There were, of course, topics of a more strictly controversial kind, bearing upon tithes, Church Establishment, Test Acts, &c., the discussion of which was natural enough to a body constituted as the Royston Book Club was, chiefly of Dissenting ministers and wealthy adherents in their congregations. I have, however, quoted enough to show that it was not merely a sectarian conventicle, but a forum for intellectual debate in its fullest sense. Upon this point the following three questions may be added:—

"Is there any foundation in fact for the popular Belief of Ghosts and Apparititions [sic]?—J. Phillips.—Y, 15; n, 26."

If fifteen men of education voted for the Ghosts can we wonder at the stronghold they had among the common people, and that it has taken the hundred years which have elapsed to get them generally disestablished?

"Whether Old Bachelors ought to be most pitied, envied or blamed?"—No verdict, probably the bachelors were in pretty full force and resented the liberty implied by the question!

"Whether Good Sense, with a deficiency of Good Temper, or Good Temper with a deficiency of Good Sense, be preferable in domestic life?—W. Nash.—12 in favour of Good sense, 14 Good Temper."

That the debates were often characterised by considerable freedom of thought and utterance is evident from other sources, as when the gifted young barrister of Bury St. Edmunds (Henry Crabb Robinson) by his outspoken sentiments in one of the debates, and admitted leanings to Godwin's philosophy, brought down the reproof from the great Robert Hall upon his friend Mr. William Nash, for receiving the young barrister of freedom of opinion on friendly terms into his family at Royston. But the family of the quiet and eminently respectable country lawyer appear to have had no cause to regret the enduring friendship of the brilliant young conversationalist, who afterwards became an intimate friend of Wordsworth, Southey the Laureate, and the Lake School, with Goethe, Madame de Staël, and many other great names in the world of letters and art, and even had the offer of the Chancellorship of the Duchy of Sax Weimar.

At such a time, however, these debates did make a good deal of stir, in fact "as the members were credited with holding what at that time were called dangerous principles, their meetings used to cause a great excitement in the place."

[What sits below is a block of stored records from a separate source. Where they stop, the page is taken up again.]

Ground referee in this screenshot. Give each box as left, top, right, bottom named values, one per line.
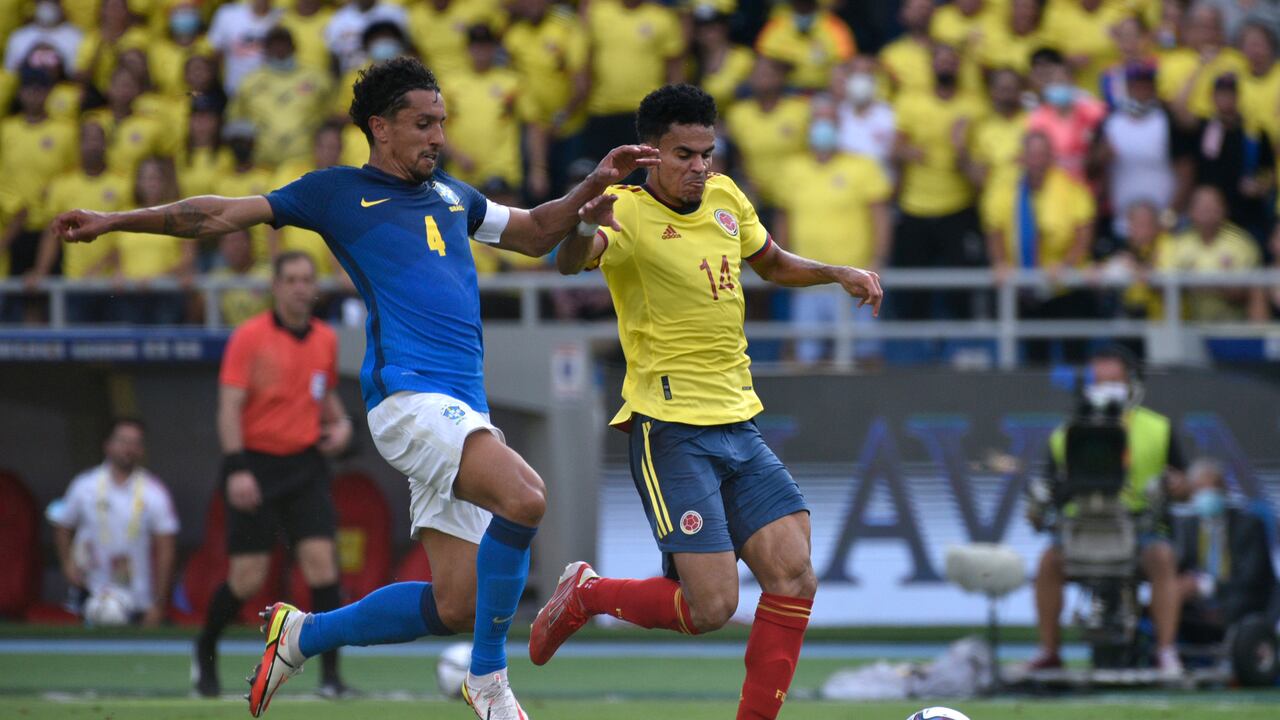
left=194, top=251, right=353, bottom=698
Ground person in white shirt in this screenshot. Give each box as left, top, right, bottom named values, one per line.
left=324, top=0, right=407, bottom=74
left=47, top=418, right=179, bottom=626
left=834, top=55, right=897, bottom=177
left=207, top=0, right=283, bottom=94
left=3, top=0, right=83, bottom=72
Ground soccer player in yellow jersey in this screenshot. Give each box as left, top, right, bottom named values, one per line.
left=530, top=84, right=882, bottom=720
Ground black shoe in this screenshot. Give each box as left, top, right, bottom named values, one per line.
left=193, top=637, right=220, bottom=698
left=317, top=678, right=358, bottom=700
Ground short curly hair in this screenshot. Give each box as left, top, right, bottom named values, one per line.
left=635, top=84, right=717, bottom=144
left=349, top=57, right=440, bottom=144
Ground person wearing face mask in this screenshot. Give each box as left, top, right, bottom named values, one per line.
left=778, top=102, right=891, bottom=365
left=755, top=0, right=856, bottom=91
left=1174, top=459, right=1279, bottom=630
left=1042, top=0, right=1132, bottom=96
left=147, top=1, right=214, bottom=99
left=1028, top=345, right=1191, bottom=677
left=4, top=0, right=82, bottom=73
left=229, top=26, right=333, bottom=167
left=331, top=21, right=415, bottom=152
left=833, top=55, right=896, bottom=177
left=1026, top=52, right=1106, bottom=183
left=1095, top=63, right=1180, bottom=238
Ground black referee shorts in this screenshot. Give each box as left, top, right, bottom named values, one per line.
left=223, top=447, right=336, bottom=555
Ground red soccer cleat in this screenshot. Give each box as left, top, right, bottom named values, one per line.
left=528, top=561, right=598, bottom=666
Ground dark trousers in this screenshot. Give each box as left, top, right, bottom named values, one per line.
left=887, top=207, right=988, bottom=321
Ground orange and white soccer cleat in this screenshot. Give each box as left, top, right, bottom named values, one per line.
left=246, top=602, right=308, bottom=717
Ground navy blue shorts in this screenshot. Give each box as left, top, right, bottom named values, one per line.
left=627, top=414, right=809, bottom=578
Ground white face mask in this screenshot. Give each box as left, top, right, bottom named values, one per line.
left=846, top=73, right=876, bottom=105
left=34, top=1, right=62, bottom=26
left=1085, top=382, right=1129, bottom=409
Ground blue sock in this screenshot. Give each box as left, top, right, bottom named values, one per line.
left=470, top=516, right=537, bottom=676
left=298, top=581, right=453, bottom=658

The peculiarity of these debates was the prevailing discussion of general principles. The region of practical politics for many of the coming questions was as yet almost half-a-century off, and having no effective means of influencing many matters which did, nevertheless, touch their daily lives very closely, they turned their attention inwards to the mental exercise of debating abstract questions of high philosophy and of morals.

The Book Club continued its meetings at the Green Man from 1761 until 1789, in which year it was "agreed to go to the Red Lyon," and from that time, during the remainder of the last and the earlier years of the present century, it continued to meet at the Red Lion, in the same room, curiously enough, which had accommodated the old Royston Club, and the two extremes of social and public life I have indicated, were in turn brought under the same roof! To many of the old habitués of the place under the older institution this use of their place of meeting by "traitors, republicans and levellers," as they would have called them, would have been little short of desecration, and that it was possible for two such institutions to have existed for some time at least side by side, can only be explained by the fact that one was an institution reflecting the prevailing belief of the town at that time, while the other brought together many of the county families of the old order.